27 Apr 2022 | 11:04 UTC

Japan power utilities' LNG stocks jump 11% to 1.95 mil mt, a 14-week high

Highlights

LNG inventory remains below five-year average as of Apr 17

Few power utilities do not see spot LNG requirements at least until June

Spot LNG price falls to more than two-month low on thin demand

LNG stocks held by Japan's major power utilities jumped 10.8% week on week to 1.95 million mt on April 24, from 1.76 million mt the week before, data released April 27 by the Ministry of Economy, Trade and Industry showed, rising to the highest level in 14 weeks.

The April 24 LNG inventory marked the third week-on-week increase and is the highest level since Jan. 16 when it stood at 2.01 million mt.

The power utilities' LNG stocks started increasing this month but remained below the five-year average as of April 17, METI said in its documents presented at its electricity and gas policy subcommittee on April 26.

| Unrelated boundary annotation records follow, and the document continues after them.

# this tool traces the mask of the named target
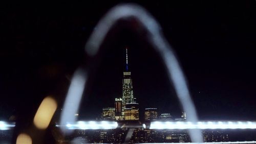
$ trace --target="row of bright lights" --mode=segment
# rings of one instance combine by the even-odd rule
[[[0,121],[0,130],[8,130],[15,127],[15,123],[8,123]]]
[[[113,129],[118,127],[116,122],[108,121],[78,121],[76,124],[68,124],[68,129]],[[56,125],[57,127],[61,127]],[[15,127],[15,123],[0,121],[0,130],[9,130]],[[151,129],[254,129],[256,122],[153,122],[150,125]]]
[[[67,129],[69,130],[97,130],[114,129],[117,128],[118,125],[117,123],[115,122],[78,121],[75,124],[68,124],[66,125],[66,127]],[[56,127],[61,127],[61,126],[56,125]]]
[[[68,129],[112,129],[118,127],[115,122],[79,121],[76,124],[63,126]],[[56,125],[60,127],[63,126]],[[153,122],[151,129],[256,129],[255,122]]]
[[[255,122],[153,122],[151,129],[256,129]]]

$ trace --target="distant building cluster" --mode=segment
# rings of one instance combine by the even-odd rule
[[[127,50],[126,49],[126,70],[122,79],[122,97],[115,99],[114,107],[102,108],[101,121],[123,121],[145,123],[159,121],[184,121],[186,113],[182,112],[179,117],[174,118],[170,113],[160,113],[157,108],[146,108],[143,111],[139,109],[139,103],[136,102],[133,90],[131,73],[129,71]],[[143,113],[143,118],[140,118],[139,112]],[[78,114],[77,114],[78,115]],[[75,131],[77,138],[80,143],[123,143],[127,131],[118,128],[111,130]],[[205,142],[227,141],[228,135],[220,131],[202,131]],[[189,142],[190,139],[185,130],[155,130],[140,128],[134,129],[129,143]]]

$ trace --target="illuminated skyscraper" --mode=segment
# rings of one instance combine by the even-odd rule
[[[139,120],[139,104],[126,104],[124,109],[124,120]]]
[[[126,49],[126,71],[123,72],[123,97],[122,101],[122,111],[123,112],[126,108],[126,104],[127,103],[133,103],[134,99],[133,98],[133,81],[131,77],[131,72],[128,69],[128,51]]]
[[[115,115],[116,120],[121,120],[122,116],[122,99],[116,98],[115,102]]]
[[[146,108],[144,113],[145,120],[156,120],[157,119],[157,108]]]
[[[183,118],[183,119],[186,119],[187,118],[186,117],[186,113],[182,111],[182,115],[181,115],[182,118]]]

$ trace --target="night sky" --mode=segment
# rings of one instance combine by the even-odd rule
[[[256,2],[222,1],[136,3],[158,21],[176,52],[200,119],[255,120]],[[49,95],[61,108],[73,73],[91,60],[84,51],[89,37],[118,4],[2,5],[0,118],[15,114],[31,122]],[[94,118],[121,97],[126,47],[140,110],[156,107],[179,116],[160,56],[144,30],[127,21],[117,23],[102,45],[105,51],[90,75],[80,118]]]

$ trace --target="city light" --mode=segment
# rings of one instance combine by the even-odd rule
[[[57,109],[56,101],[50,97],[42,100],[34,117],[34,124],[39,129],[46,129]]]
[[[15,127],[15,123],[8,123],[0,121],[0,130],[8,130]]]
[[[57,127],[62,126],[56,125]],[[115,122],[108,121],[78,121],[75,124],[68,124],[63,127],[69,130],[96,130],[96,129],[116,129],[118,124]]]
[[[21,133],[17,137],[16,144],[32,144],[31,137],[27,134]]]
[[[256,122],[154,122],[151,129],[254,129]]]
[[[172,144],[178,144],[180,143],[165,143]],[[204,143],[204,144],[232,144],[232,143],[256,143],[256,141],[229,141],[229,142],[184,142],[182,143],[188,144],[196,144],[196,143]]]

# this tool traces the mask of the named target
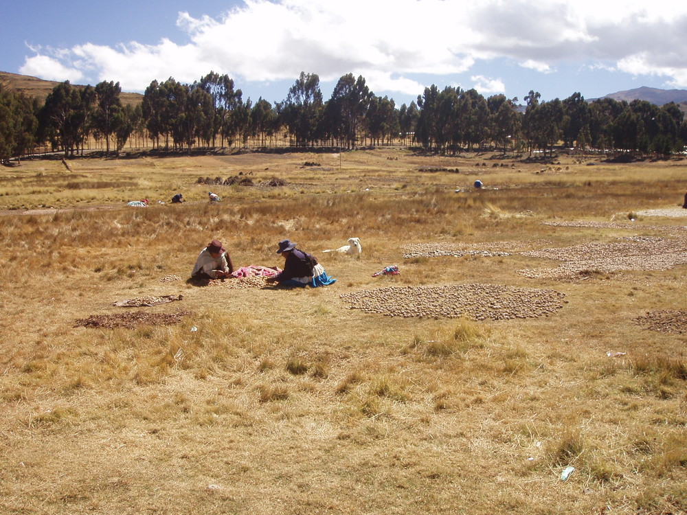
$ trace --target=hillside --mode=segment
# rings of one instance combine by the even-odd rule
[[[632,102],[633,100],[646,100],[646,102],[662,106],[671,102],[675,104],[687,103],[687,90],[684,89],[659,89],[642,87],[625,91],[617,91],[604,95],[603,98],[612,98],[614,100]]]
[[[38,97],[45,100],[53,88],[59,82],[56,80],[43,80],[38,77],[31,77],[27,75],[10,73],[0,71],[0,84],[8,89],[20,91],[30,97]],[[75,84],[78,86],[78,84]],[[143,95],[138,93],[124,93],[120,95],[122,103],[128,105],[136,105],[143,100]]]

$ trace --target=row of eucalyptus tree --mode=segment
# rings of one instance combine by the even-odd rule
[[[325,100],[318,76],[302,72],[286,99],[272,105],[262,98],[244,101],[232,79],[210,72],[190,84],[154,80],[136,106],[123,106],[120,93],[118,82],[82,87],[67,81],[38,107],[0,90],[0,159],[30,153],[43,142],[73,155],[91,138],[107,152],[111,142],[118,152],[127,141],[147,146],[149,140],[153,148],[188,151],[194,146],[350,149],[399,142],[442,154],[496,148],[545,156],[561,143],[668,154],[687,142],[687,123],[675,104],[588,102],[579,93],[543,102],[530,91],[523,108],[517,98],[485,98],[475,89],[432,85],[417,103],[397,108],[352,73],[342,76]]]
[[[36,140],[48,142],[65,155],[82,152],[88,139],[100,141],[107,153],[111,143],[120,150],[142,118],[140,106],[123,106],[120,83],[103,81],[95,87],[56,86],[37,111]]]

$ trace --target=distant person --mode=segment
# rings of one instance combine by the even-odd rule
[[[268,277],[268,283],[278,283],[282,286],[307,286],[313,288],[331,284],[337,279],[327,275],[322,265],[315,256],[296,249],[296,244],[282,240],[277,253],[284,259],[284,270],[278,275]]]
[[[218,240],[213,240],[201,251],[191,272],[194,279],[224,279],[234,271],[232,258]]]

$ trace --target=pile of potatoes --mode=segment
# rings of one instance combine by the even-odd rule
[[[267,285],[267,277],[234,277],[223,281],[210,281],[208,286],[228,288],[230,290],[240,290],[244,288],[262,288]]]
[[[165,275],[164,277],[160,279],[160,282],[176,282],[177,281],[181,281],[181,277],[179,275],[174,275],[174,274],[170,274],[168,275]]]
[[[565,295],[553,290],[498,284],[392,286],[341,295],[350,309],[387,317],[465,317],[508,320],[545,317],[563,308]]]
[[[183,298],[183,295],[161,295],[160,297],[146,295],[145,297],[137,297],[134,299],[118,301],[117,302],[112,303],[112,305],[117,306],[120,308],[137,308],[144,306],[157,306],[157,304],[165,304],[168,302],[181,300]]]
[[[451,255],[460,258],[462,255],[480,255],[488,258],[510,255],[507,252],[499,251],[483,251],[466,249],[455,243],[412,243],[403,247],[403,258],[437,258],[442,255]]]

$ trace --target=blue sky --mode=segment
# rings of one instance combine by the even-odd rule
[[[432,84],[521,100],[687,89],[674,0],[0,0],[0,70],[125,91],[211,70],[273,103],[301,71],[325,99],[352,73],[399,106]]]

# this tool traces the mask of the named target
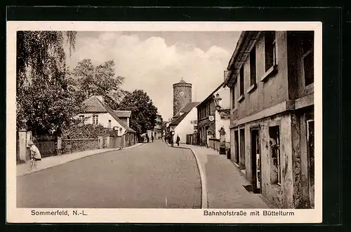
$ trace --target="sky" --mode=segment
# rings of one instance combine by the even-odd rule
[[[142,89],[164,121],[173,116],[173,84],[192,84],[192,101],[201,102],[223,81],[223,71],[241,32],[78,32],[68,60],[94,64],[114,60],[121,88]]]

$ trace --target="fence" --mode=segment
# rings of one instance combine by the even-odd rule
[[[127,147],[135,144],[134,134],[127,133],[123,136],[110,137],[108,138],[110,141],[106,148]]]
[[[42,135],[33,137],[33,143],[40,151],[42,158],[57,156],[58,137]]]
[[[187,135],[187,144],[197,145],[197,133]]]
[[[64,154],[98,149],[100,149],[99,139],[62,139],[61,152]]]

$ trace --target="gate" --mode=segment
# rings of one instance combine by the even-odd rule
[[[42,158],[57,156],[57,136],[41,135],[33,137],[33,143],[39,150]]]

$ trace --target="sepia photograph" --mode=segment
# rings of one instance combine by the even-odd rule
[[[14,221],[321,221],[319,23],[13,22]]]

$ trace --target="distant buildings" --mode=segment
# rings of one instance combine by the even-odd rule
[[[243,32],[227,71],[232,162],[279,207],[314,207],[313,32]]]
[[[80,119],[83,124],[102,125],[106,128],[117,128],[118,135],[135,133],[129,127],[130,111],[114,111],[106,103],[102,96],[93,95],[83,102],[84,111],[74,118]]]
[[[166,133],[171,135],[173,131],[174,141],[178,135],[180,142],[185,143],[187,135],[193,133],[197,126],[196,106],[199,102],[192,102],[192,84],[183,79],[173,84],[173,116],[166,124]]]
[[[160,114],[157,114],[155,119],[155,126],[154,129],[147,130],[147,135],[149,136],[149,137],[151,138],[152,135],[154,136],[154,139],[158,139],[163,137],[164,133],[162,130],[162,116]]]

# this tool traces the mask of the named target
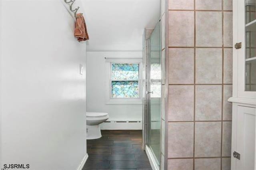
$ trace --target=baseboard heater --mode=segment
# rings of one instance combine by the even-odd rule
[[[102,130],[141,130],[141,121],[109,121],[100,124]]]

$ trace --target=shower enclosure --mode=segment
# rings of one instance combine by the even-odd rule
[[[147,40],[145,97],[146,123],[146,151],[160,162],[162,71],[160,22],[158,22]]]

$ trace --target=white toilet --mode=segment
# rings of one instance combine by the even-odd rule
[[[101,137],[100,124],[109,118],[107,113],[86,112],[86,139]]]

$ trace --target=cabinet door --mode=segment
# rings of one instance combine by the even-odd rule
[[[236,160],[237,170],[254,170],[255,152],[255,108],[238,106]],[[233,152],[234,151],[233,151]]]
[[[233,1],[234,30],[242,48],[235,50],[238,54],[238,96],[256,98],[256,1]],[[234,36],[236,36],[234,35]],[[234,38],[234,41],[236,39]]]

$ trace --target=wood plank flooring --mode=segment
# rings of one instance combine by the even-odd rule
[[[102,130],[100,139],[87,140],[89,158],[83,170],[152,170],[141,149],[141,130]]]

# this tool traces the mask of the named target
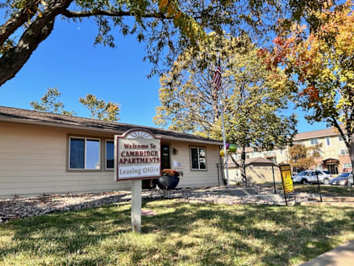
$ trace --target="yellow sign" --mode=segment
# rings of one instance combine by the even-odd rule
[[[292,183],[292,172],[290,165],[280,165],[280,173],[282,176],[283,187],[284,194],[294,192],[294,185]]]

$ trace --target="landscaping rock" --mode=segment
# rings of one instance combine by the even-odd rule
[[[142,198],[146,200],[157,199],[181,199],[183,201],[197,201],[211,203],[285,205],[282,190],[274,193],[272,187],[253,185],[248,188],[246,195],[235,191],[244,190],[242,188],[228,189],[226,187],[199,187],[179,188],[173,190],[144,190]],[[258,196],[249,194],[255,193]],[[267,194],[266,197],[259,196]],[[296,201],[307,201],[309,198],[319,197],[317,194],[301,192],[296,194]],[[259,197],[259,198],[258,198]],[[281,199],[281,200],[280,200]],[[58,211],[79,210],[87,208],[99,207],[130,200],[130,191],[101,193],[83,193],[42,195],[40,197],[0,199],[0,223],[23,218],[42,215]]]

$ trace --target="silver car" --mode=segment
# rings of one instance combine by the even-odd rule
[[[316,174],[317,172],[317,174]],[[292,178],[294,183],[300,183],[301,184],[317,183],[317,176],[319,176],[319,183],[328,185],[332,178],[331,174],[328,171],[324,170],[307,170],[303,171],[296,174]]]

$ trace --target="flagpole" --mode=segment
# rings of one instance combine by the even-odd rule
[[[222,86],[221,86],[221,63],[220,60],[220,56],[219,56],[219,63],[218,66],[217,67],[217,69],[215,71],[215,74],[214,75],[214,78],[212,78],[212,84],[215,87],[215,90],[217,90],[217,101],[220,100],[220,106],[221,107],[221,125],[222,125],[222,134],[223,134],[223,142],[224,142],[224,156],[225,158],[225,166],[226,167],[226,181],[228,184],[228,188],[230,188],[230,179],[228,178],[228,153],[226,151],[226,138],[225,137],[225,124],[224,122],[224,107],[223,107],[223,94],[222,94]],[[219,97],[219,94],[220,94],[220,97]],[[223,170],[224,171],[224,170]]]
[[[220,106],[221,107],[221,126],[223,133],[223,142],[224,142],[224,155],[225,157],[225,167],[226,168],[226,181],[228,188],[230,188],[230,179],[228,178],[228,153],[226,151],[226,140],[225,137],[225,124],[224,122],[224,107],[223,107],[223,96],[222,96],[222,87],[220,90]]]

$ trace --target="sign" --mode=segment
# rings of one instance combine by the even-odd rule
[[[160,138],[145,129],[115,136],[115,180],[160,176]]]
[[[280,165],[280,174],[282,176],[284,194],[294,192],[294,185],[292,183],[290,165]]]

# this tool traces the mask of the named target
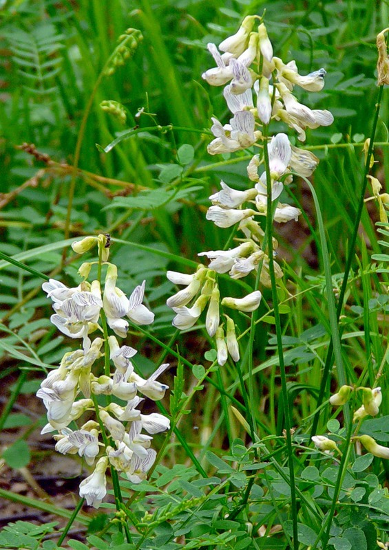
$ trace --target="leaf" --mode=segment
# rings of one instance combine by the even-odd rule
[[[74,538],[71,538],[70,540],[67,541],[67,546],[74,549],[74,550],[90,550],[89,547],[84,544],[83,542],[80,542],[79,540],[75,540]]]
[[[218,352],[215,349],[209,349],[205,352],[204,357],[207,361],[211,361],[213,363],[218,357]]]
[[[340,428],[340,423],[335,418],[328,420],[327,422],[327,430],[332,433],[336,433]]]
[[[233,470],[233,468],[231,468],[230,465],[217,456],[213,452],[207,451],[205,456],[208,462],[212,464],[213,466],[215,466],[220,474],[230,474],[231,472],[235,472],[235,470]]]
[[[8,466],[15,470],[27,466],[30,459],[28,443],[24,439],[15,441],[13,445],[6,449],[3,453],[3,458]]]
[[[331,537],[328,540],[329,544],[333,544],[335,550],[351,550],[351,542],[343,537]]]
[[[178,166],[178,168],[181,168]],[[202,188],[200,186],[185,187],[182,189],[148,189],[140,191],[136,197],[115,197],[114,200],[103,210],[112,208],[134,208],[135,210],[151,210],[166,205],[171,201],[185,199],[191,193]]]
[[[363,472],[370,466],[373,460],[374,456],[370,452],[368,452],[367,454],[364,454],[362,456],[358,456],[357,459],[355,459],[351,470],[353,472]]]
[[[360,431],[379,441],[389,441],[389,415],[365,420]]]
[[[185,143],[177,151],[178,162],[183,166],[190,164],[194,159],[195,151],[191,145]]]
[[[192,373],[195,378],[197,378],[198,380],[201,380],[205,375],[205,368],[202,365],[193,365]]]
[[[368,550],[368,543],[365,534],[360,529],[350,527],[346,529],[343,536],[351,543],[351,548],[358,550]]]
[[[350,498],[355,503],[359,503],[359,500],[362,500],[366,494],[366,490],[364,487],[356,487],[355,489],[351,491]]]
[[[308,479],[309,481],[315,481],[320,477],[316,466],[307,466],[301,472],[301,476],[303,479]]]

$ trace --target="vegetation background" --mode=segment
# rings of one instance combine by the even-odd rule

METI does not have direct comparable data for the same week of April 24 in 2021. However, at the end of April 2021, the inventory stood at 2.01 million mt, with the four-year average for end-April at 1.90 million mt, METI's data showed.

As Japan has entered the off-peak demand season for power generation, at least a few Japanese power utilities do not see any spot LNG requirements at least until June, market sources said.

The Platts JKM for June delivery has been hovering between $22/MMBtu and $26/MMBtu since the roll on April 18, and was at $22.599/MMBtu on April 26, according to Platts assessment from S&P Global Commodity Insights. Spot LNG prices were last assessed lower on Feb. 16, 2022.

Platts assessed the JKM at more than a two-month low on April 26, on limited demand from Asian importers due to elevated spot LNG prices, end of the peak demand season and a trend of falling gas prices in the Atlantic.

Nevertheless, it was significantly higher compared with assessments on April 26 in 2021, 2019, and 2018, at $8.30/MMBtu, $5.467/MMBtu, and $7.975/MMBtu, respectively, as prices in 2022 remained supported by the ongoing Ukraine-Russia war and production uncertainties at Indonesia's Tangguh and Australia's Northwest Shelf.

Through March LNG prices remained elevated, but started falling from April due to weaker downstream demand and healthy supply, following a series of purchases from importers in China, Japan, South Korea and Taiwan for spring and summer cargoes in the first quarter of 2022.